Harold Hamm took issue with a claim by Adam Waterous, head of Waterous Energy Fund, that just 25% of the shale resources was now viable at $40 a barrel. “That just doesn’t hold water,” said Mr. Hamm, a renowned US oil bull. “If that was the case, oil wouldn’t be at $40 for very long – it would have to increase to have supply.”
Oil Industry M&A – Poor Asset Quality Reducing Buyers
Bloomberg – 4/1/2020
“The [shale] industry was just vaporizing capital over the last five years. The U.S. unconventional business was not working, and specifically, the returns that were being earned were atrociously poor…The technology really is incredible – it was a revolution – but what happened was it got way overdone. In the sober light of day, maybe about 15% or 20% was economic. Three-quarters-plus was completely uneconomic.”
The Wall Street Journal – 10/20/2020
“There is no market for about 80% of the roughly 500 oil and gas producers in North America...It’s not as simple as smashing together some private equity [oil and gas] companies that have no buyer,” said Mr. Waterous, who was previously the head of investment banking and energy at Bank of Nova Scotia. “The vast majority of these are not good assets.”
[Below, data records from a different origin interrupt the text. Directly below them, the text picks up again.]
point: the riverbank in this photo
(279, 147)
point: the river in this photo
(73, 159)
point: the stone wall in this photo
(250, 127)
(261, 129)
Oil Industry M&A - Few Buyers Reducing Premiums
Forbes – 10/27/2020
“This M&A is entirely defensive…The industry got over capitalized. It was way too big and now it has to shrink. That’s why we’re seeing all-stock deals with very small premiums. The future looks tough — sellers are waving the white flag.”
WEF Investment Strategy
Globe and Mail – 6/19/2020
“We think the North American energy industry is going to create a lot of special situations. We are a deep-value special situations investor… A large portion of the North American oil business over the next several years is going to be recapitalized, restructured and repositioned. For the U.S. oil business, this is going to be, ‘Honey, I shrunk the industry.’”
The Globe and Mail – 8/14/2020
WEF’s ultimate aim to consolidate [Strath Resources and Cona Resources] was “the oil patch’s worst kept secret,” Mr. Waterous said in an interview. “There’s never been such an important need for the industry to consolidate itself, for companies to merge to gain scale. So that’s what we’re doing – getting bigger to have operational economies of scale and better access to capital.”
The Economist – 10/10/2020
Waterous Energy Fund, a private-equity firm that has bought more than half of the Canadian reserves sold in the past three years, has a simple strategy, says its boss, Adam Waterous: “Hold production flat and maximize sustainable free cashflow.”